After each of the two previous Gaza operations, Hamas was able to subsequently increase the quality and quantity of its missiles and to dramatically improve the labyrinth of underground tunnels, much of it under schools, hospitals, and mosques, in which it stores and often produces its missiles.
The long and short answer to these questions is that nobody really knows, or at least this author does not know and has projected his ignorance on his fellow journalists. Monday Yuval Steinitz, Minister of Strategic Planning, said on Israel Radio that Israel is landing heavy blows on Hamas in the Gaza Strip. But no one outside the senior governmental and military echelons is capable of evaluating that claim.
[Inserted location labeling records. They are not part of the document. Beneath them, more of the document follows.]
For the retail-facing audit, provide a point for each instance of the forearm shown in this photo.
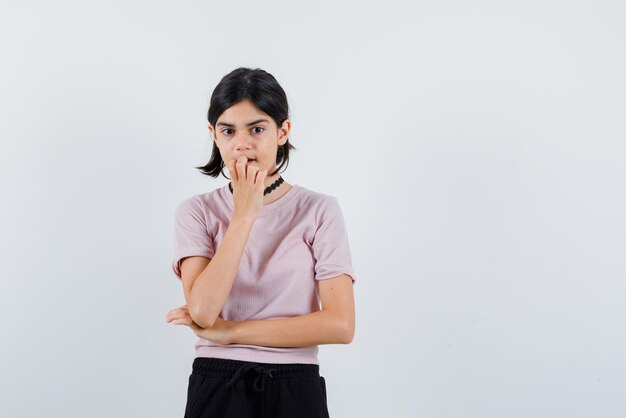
(212, 286)
(321, 327)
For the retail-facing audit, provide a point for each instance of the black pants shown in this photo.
(220, 388)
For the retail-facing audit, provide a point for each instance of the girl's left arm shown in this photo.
(334, 324)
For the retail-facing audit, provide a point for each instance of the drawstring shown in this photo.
(259, 381)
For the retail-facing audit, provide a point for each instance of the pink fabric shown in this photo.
(295, 241)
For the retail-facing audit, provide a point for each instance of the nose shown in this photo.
(242, 141)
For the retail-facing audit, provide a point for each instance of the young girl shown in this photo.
(256, 258)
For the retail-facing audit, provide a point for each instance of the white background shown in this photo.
(478, 151)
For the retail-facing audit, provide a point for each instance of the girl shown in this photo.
(256, 258)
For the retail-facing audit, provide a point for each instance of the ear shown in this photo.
(283, 132)
(212, 133)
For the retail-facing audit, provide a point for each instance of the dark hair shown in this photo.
(262, 89)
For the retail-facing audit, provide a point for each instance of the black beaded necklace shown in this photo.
(269, 189)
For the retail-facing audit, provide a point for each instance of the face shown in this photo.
(242, 129)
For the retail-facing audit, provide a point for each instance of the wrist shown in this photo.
(233, 332)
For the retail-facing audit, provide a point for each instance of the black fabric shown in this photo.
(232, 388)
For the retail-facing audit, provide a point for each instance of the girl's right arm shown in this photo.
(207, 283)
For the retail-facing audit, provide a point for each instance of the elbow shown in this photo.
(202, 318)
(347, 332)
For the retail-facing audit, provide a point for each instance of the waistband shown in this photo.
(235, 370)
(225, 368)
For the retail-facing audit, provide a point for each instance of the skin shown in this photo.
(335, 323)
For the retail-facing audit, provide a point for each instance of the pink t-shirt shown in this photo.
(295, 241)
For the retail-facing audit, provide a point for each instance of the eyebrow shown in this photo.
(254, 122)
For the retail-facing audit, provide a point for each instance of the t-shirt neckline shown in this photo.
(265, 209)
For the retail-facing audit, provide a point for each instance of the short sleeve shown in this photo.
(331, 249)
(191, 236)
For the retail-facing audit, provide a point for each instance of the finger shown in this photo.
(252, 170)
(241, 167)
(232, 172)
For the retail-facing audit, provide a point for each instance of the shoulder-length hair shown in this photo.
(262, 89)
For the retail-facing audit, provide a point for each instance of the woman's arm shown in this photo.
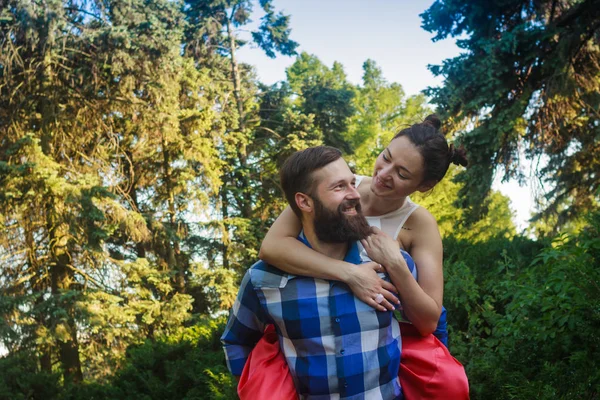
(422, 300)
(281, 249)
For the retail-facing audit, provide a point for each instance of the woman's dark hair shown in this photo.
(434, 149)
(296, 174)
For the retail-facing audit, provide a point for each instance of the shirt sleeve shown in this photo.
(245, 327)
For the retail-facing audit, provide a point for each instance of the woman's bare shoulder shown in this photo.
(421, 218)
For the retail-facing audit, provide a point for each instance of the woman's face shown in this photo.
(398, 170)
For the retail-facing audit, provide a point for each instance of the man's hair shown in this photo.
(296, 174)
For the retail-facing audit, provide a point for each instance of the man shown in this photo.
(335, 345)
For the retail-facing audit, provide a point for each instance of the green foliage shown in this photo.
(526, 83)
(187, 365)
(524, 315)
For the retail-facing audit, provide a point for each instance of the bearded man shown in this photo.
(335, 345)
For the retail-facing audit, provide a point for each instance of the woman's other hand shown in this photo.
(367, 285)
(383, 249)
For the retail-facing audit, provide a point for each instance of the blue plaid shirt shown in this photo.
(335, 345)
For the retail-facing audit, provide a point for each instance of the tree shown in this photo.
(213, 28)
(382, 109)
(325, 94)
(526, 83)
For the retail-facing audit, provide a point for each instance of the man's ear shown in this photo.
(427, 186)
(304, 202)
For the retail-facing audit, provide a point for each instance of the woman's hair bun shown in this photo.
(434, 121)
(458, 155)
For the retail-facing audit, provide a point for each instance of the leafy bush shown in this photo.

What is clear, however, according to Avi Isacharoff of the Times of Israel, is that not a single member of Hamas's political or military leadership has been so much as scratched thus far. Meanwhile, Hamas still has a plentiful supply of missiles of longer range than anything fired at Israel in earlier confrontations, and its popularity is rising rapidly both in the Gaza Strip and in the broader Arab world. (During a ten-minute stretch of listening to Israel Radio on Monday, sirens were announced in at least ten different locations.) At this point, Hamas is still putting forwards its "demands" for any consideration of a ceasefire, as if it is the winning party, and shows no particular urgency about ending the conflict.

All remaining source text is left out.